I accept that there are genuine whiplash claims and that some whiplash problems last for a considerable time and can cause difficulties that continue well beyond six months, 12 months or even two years. The majority do not. However, the legislation we are concerned with here ought to be clear—I agree with all noble Lords who have said this—which would mean a definition in the Bill. This has been a problem for this Government and previous Governments and we have to accept that we are dealing with a slippery and powerful opposition in trying to pin down this racket.

Whiplash injuries have an attraction for fraudsters because, as no doubt my noble friend Lord Ribeiro will confirm, they are difficult to prove or disprove on medical analysis—they do not show up on scans of any sort—and doctors have to rely on the veracity of the patient to satisfy themselves that they may or may not have whiplash symptoms.

We do not want to pin down a definition of whiplash injuries and the nation’s necks appear to improve, only for its lower backs to deteriorate, and suddenly we are invited to consider claims in which, as a result of some movement of the thorax, lumbar or cervical regions in an accident, all the symptoms are referable to the lower back, which is outside the definition and would be equally difficult to prove or disprove. I therefore counsel the House to use caution in saying that we must pin down the definition. As legislators that is of course desirable but we want to help the Government to deal with this problem.
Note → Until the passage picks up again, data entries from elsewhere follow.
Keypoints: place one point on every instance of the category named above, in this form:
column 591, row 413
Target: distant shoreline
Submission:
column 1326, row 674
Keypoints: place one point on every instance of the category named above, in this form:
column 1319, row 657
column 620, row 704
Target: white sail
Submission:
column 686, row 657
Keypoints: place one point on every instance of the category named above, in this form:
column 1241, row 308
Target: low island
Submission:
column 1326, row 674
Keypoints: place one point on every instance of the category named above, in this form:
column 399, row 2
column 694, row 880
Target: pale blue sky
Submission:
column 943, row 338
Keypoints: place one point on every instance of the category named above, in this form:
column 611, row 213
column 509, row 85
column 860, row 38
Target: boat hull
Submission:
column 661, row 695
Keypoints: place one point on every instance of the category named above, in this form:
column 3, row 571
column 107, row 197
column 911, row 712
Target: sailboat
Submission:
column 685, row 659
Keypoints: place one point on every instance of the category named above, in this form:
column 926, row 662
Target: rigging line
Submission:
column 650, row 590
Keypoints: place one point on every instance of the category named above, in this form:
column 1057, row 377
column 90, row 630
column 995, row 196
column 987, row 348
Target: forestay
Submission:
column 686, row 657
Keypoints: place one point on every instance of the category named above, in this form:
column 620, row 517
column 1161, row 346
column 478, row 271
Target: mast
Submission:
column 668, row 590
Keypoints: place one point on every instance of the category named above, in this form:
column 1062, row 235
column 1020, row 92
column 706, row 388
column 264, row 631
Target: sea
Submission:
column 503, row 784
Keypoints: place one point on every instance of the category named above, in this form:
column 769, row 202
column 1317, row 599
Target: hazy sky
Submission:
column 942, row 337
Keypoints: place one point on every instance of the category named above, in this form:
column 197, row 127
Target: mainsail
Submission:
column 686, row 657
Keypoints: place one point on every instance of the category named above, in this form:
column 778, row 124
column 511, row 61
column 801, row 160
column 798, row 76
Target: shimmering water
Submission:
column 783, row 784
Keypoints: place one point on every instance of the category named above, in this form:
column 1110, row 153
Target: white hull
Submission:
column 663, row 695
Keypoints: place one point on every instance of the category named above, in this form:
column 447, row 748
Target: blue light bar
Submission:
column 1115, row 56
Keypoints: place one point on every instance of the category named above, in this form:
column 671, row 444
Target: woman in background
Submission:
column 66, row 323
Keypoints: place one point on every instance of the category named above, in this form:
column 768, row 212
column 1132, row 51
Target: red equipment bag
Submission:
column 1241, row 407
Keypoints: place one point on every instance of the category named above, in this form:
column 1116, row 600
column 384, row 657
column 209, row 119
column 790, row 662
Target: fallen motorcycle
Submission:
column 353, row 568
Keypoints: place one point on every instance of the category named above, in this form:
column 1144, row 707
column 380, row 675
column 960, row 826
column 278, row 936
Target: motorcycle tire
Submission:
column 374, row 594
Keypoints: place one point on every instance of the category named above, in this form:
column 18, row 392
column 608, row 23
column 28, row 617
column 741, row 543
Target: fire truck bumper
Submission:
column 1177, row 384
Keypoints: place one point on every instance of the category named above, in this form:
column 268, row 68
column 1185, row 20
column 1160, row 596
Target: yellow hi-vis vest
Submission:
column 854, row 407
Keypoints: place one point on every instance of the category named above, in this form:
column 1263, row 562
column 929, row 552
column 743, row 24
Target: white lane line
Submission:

A similar issue arose during consideration of the Psychoactive Substances Bill, when everyone in the House said that we must be clear as to what the substances are and put them in the Bill. However, the conclusion was that we should not do this because of the infinite adaptability of those who produce such substances. While I sympathise as a matter of principle with those who have spoken—I will listen with interest to what my noble and learned friend says—we should be careful not to do anything which may assist those who have perpetuated this racket.